A selection of contemporary artists shown by the gallery will also be on view. Gabriele Evertz’s (b. 1945) work is concerned with sensations and perceptions, executed with meticulous precision and organized around the history and theory of color. Heather Hutchison’s (b. 1964) works capture the essence of the phenomena of light and how it shifts in natural environments. Ruth Pastine’s (b. 1964) light-filled paintings juxtapose austerity with the limitless possibilities of color systems. Mark Leonard’s (b. 1954) work lies in the interdependence of equal and opposite forces, balancing order and chaos, logic and feeling, love and loss. Ed Ruscha (b. 1937), a leader of the Pop Art Movement, playfully incorporates text and advertising aesthetics into his art.

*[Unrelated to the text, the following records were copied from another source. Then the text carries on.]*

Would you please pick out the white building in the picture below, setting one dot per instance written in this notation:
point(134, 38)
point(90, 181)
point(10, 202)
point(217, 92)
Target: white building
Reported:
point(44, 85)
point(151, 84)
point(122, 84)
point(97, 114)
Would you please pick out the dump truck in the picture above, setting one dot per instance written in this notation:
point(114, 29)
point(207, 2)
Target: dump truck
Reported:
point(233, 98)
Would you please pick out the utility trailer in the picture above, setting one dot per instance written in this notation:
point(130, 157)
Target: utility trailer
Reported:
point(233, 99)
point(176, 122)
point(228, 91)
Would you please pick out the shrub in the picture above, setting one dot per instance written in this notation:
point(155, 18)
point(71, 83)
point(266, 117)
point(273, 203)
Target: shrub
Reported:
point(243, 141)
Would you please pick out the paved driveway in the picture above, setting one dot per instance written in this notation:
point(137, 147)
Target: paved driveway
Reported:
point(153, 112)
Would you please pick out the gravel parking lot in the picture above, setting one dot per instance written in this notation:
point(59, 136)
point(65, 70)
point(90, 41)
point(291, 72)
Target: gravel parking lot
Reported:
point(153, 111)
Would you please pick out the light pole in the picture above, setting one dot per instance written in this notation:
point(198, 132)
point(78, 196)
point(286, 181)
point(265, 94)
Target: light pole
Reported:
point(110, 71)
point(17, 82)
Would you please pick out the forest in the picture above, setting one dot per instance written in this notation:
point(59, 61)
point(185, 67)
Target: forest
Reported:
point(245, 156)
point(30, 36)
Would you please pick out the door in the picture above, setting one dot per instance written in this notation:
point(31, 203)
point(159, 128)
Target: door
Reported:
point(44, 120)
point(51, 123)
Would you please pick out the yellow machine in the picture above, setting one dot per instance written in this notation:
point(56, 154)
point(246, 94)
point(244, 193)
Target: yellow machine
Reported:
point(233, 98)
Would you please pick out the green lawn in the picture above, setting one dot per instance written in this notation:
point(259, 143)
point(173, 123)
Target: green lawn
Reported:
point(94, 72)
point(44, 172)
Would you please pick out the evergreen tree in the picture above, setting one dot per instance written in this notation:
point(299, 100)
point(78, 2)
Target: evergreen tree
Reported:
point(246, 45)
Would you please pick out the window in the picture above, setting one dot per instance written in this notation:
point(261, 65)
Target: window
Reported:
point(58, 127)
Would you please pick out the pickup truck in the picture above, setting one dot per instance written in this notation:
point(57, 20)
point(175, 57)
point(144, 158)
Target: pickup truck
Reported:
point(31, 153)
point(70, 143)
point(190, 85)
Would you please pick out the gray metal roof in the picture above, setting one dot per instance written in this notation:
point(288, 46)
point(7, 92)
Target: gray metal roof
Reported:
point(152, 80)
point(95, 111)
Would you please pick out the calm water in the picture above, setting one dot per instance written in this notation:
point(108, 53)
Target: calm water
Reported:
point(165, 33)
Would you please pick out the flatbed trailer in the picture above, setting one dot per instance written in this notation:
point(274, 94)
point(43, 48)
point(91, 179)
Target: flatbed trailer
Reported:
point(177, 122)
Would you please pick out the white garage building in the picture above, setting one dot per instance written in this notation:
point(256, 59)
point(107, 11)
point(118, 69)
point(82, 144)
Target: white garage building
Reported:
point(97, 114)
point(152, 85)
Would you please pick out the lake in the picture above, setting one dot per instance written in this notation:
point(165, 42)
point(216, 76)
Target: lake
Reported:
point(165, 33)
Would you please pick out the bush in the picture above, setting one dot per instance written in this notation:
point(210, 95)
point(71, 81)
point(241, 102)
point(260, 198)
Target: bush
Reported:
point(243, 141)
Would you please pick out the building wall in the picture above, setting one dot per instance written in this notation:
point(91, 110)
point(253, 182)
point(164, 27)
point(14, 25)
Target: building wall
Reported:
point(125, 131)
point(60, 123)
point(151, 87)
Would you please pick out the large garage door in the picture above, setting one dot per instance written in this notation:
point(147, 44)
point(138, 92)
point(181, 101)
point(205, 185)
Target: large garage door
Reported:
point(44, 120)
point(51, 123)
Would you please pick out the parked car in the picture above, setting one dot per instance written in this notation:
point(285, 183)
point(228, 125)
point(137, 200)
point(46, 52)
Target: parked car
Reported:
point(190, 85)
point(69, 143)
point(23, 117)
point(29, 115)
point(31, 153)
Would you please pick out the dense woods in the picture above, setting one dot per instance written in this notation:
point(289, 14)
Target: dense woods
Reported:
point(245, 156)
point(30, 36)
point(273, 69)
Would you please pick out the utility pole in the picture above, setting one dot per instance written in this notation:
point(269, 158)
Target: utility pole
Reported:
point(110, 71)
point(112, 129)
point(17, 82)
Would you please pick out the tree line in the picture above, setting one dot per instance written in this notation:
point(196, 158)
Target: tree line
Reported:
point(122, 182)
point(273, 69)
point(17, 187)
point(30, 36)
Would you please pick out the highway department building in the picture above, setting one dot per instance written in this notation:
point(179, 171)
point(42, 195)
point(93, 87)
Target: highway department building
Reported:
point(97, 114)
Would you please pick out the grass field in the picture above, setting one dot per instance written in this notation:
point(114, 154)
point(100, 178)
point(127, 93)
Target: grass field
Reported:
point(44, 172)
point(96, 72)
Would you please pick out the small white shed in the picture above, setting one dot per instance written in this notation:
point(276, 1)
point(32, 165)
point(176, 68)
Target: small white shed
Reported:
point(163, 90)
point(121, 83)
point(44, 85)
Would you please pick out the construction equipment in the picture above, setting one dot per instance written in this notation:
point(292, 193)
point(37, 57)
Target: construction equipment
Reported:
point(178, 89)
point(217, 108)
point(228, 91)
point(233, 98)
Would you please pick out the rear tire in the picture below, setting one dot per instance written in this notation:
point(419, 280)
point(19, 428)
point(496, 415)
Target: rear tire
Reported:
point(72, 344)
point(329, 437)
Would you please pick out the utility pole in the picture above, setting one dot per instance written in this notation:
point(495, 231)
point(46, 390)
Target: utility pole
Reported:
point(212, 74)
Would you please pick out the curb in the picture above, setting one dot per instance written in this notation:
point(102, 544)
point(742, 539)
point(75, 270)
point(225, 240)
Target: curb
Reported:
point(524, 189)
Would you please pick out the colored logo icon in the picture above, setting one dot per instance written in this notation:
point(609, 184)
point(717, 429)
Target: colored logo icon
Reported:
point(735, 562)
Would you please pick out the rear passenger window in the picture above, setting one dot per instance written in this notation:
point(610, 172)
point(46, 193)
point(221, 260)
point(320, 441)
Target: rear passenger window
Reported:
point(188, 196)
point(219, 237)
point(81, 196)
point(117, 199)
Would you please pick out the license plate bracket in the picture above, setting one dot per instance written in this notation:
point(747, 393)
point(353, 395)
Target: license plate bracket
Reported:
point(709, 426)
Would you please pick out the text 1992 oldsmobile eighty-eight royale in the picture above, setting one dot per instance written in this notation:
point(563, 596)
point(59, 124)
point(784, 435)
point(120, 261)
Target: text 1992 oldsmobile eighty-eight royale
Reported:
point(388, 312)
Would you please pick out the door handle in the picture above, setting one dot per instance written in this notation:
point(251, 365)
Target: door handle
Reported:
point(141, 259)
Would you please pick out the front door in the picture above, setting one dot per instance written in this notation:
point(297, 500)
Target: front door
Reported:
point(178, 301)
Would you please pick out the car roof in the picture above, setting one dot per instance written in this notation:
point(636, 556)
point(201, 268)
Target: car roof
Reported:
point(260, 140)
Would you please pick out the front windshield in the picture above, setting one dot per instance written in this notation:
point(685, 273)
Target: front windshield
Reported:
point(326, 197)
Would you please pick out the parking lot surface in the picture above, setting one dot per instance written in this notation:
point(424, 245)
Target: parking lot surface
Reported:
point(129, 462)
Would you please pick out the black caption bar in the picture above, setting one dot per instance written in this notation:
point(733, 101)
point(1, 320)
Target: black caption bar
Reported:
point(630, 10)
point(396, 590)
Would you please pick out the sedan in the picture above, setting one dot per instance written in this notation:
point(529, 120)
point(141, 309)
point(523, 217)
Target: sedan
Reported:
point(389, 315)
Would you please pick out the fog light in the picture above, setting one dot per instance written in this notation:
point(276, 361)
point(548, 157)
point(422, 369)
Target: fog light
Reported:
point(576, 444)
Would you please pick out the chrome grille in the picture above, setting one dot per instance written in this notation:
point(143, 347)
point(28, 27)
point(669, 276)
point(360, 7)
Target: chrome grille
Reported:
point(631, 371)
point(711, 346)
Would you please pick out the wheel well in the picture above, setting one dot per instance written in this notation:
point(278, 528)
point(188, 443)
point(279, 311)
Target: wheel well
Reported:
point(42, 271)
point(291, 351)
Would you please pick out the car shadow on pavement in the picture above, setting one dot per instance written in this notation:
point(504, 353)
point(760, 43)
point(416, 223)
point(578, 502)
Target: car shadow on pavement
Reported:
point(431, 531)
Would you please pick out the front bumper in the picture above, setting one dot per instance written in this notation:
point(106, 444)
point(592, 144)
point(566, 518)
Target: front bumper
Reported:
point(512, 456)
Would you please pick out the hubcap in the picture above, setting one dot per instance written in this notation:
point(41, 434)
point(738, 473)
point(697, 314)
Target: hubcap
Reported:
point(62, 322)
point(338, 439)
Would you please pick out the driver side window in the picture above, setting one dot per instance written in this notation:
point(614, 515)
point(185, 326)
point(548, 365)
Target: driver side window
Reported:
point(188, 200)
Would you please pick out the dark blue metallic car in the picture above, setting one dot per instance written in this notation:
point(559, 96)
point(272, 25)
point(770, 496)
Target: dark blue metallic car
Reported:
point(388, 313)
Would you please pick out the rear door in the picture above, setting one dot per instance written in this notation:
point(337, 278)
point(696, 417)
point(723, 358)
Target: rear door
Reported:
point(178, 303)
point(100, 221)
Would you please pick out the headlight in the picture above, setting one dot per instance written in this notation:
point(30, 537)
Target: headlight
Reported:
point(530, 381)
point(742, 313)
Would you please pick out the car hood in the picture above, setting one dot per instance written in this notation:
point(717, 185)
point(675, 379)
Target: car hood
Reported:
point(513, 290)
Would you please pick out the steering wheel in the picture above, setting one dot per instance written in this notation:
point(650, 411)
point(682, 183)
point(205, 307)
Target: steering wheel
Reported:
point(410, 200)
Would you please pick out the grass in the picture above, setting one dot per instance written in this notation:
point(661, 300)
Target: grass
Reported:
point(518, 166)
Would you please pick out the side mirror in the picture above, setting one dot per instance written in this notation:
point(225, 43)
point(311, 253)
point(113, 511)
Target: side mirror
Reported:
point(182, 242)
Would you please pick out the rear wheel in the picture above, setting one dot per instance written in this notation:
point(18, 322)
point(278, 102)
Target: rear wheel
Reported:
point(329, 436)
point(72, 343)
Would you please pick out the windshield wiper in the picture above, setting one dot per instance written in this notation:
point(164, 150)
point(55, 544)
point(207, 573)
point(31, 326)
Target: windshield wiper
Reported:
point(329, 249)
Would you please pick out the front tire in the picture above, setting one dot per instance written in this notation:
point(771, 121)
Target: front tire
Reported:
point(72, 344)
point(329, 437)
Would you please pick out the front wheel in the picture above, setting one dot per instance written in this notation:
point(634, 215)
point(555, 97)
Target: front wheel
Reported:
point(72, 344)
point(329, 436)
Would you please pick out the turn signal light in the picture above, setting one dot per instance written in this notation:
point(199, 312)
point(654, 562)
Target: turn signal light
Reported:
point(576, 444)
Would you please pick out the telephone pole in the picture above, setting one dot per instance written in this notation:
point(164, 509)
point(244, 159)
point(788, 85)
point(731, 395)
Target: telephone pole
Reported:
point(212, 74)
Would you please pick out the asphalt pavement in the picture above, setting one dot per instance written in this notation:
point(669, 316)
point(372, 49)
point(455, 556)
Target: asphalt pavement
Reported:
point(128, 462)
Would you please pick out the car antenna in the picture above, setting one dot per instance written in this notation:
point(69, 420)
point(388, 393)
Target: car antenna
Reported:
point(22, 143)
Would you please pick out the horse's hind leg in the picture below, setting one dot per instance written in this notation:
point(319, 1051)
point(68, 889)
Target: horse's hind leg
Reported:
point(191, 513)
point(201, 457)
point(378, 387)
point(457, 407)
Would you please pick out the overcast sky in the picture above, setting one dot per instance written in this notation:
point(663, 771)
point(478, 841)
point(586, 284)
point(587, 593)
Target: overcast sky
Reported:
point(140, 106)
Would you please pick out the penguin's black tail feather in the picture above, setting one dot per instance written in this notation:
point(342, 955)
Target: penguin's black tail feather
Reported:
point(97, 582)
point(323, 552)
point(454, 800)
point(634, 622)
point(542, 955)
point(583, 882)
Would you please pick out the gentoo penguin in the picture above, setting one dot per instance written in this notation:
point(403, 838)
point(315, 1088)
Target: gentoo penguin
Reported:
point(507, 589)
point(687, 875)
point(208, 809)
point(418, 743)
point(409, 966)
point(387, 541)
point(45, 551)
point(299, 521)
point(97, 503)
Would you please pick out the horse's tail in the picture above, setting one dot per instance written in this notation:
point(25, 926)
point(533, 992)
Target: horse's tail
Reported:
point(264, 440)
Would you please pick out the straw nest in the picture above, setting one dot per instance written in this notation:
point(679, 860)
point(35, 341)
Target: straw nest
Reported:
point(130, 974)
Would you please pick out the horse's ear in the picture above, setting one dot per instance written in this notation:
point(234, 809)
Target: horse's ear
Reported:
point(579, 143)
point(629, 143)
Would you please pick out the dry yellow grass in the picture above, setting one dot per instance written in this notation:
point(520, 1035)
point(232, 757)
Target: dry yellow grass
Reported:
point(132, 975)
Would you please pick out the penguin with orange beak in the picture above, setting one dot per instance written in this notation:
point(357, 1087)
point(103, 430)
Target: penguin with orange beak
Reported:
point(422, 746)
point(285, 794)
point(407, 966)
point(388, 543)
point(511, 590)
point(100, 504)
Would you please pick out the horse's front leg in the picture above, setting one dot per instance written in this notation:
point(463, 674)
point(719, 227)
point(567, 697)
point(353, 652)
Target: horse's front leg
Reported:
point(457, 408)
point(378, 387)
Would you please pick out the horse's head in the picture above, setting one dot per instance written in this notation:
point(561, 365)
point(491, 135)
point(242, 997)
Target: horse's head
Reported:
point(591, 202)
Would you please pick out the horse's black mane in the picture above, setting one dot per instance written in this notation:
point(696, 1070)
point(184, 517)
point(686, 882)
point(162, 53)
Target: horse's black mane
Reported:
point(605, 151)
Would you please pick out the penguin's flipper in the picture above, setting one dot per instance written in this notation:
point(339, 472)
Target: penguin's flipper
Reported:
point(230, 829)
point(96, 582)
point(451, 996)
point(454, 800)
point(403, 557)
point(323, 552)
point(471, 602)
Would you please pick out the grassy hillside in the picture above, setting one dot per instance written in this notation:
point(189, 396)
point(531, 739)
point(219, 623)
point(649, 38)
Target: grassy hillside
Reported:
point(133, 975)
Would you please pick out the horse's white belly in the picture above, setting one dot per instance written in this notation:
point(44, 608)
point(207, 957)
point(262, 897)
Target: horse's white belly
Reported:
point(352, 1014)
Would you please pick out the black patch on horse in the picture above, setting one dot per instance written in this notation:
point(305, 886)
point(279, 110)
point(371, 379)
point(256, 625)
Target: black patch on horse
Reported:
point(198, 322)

Dallas/Fort Worth locals may be familiar with select gallery artists from their inclusion in local museum collections. Numerous works by Ynez Johnston are held by the Amon Carter Museum of American Art as part of the Tamarind Lithography Workshop Collection. The Dallas Museum of Art has collected works by Ynez Johnston, Doug Ohlson, and Alfredo Ramos Martínez. Paintings by Doug Ohlson, Lorser Feitelson, Karl Benjamin, and Mark Leonard have also been donated to the annual TWO x TWO for AIDS and Art contemporary art auction held at The Rachofsky House in Dallas in recent years.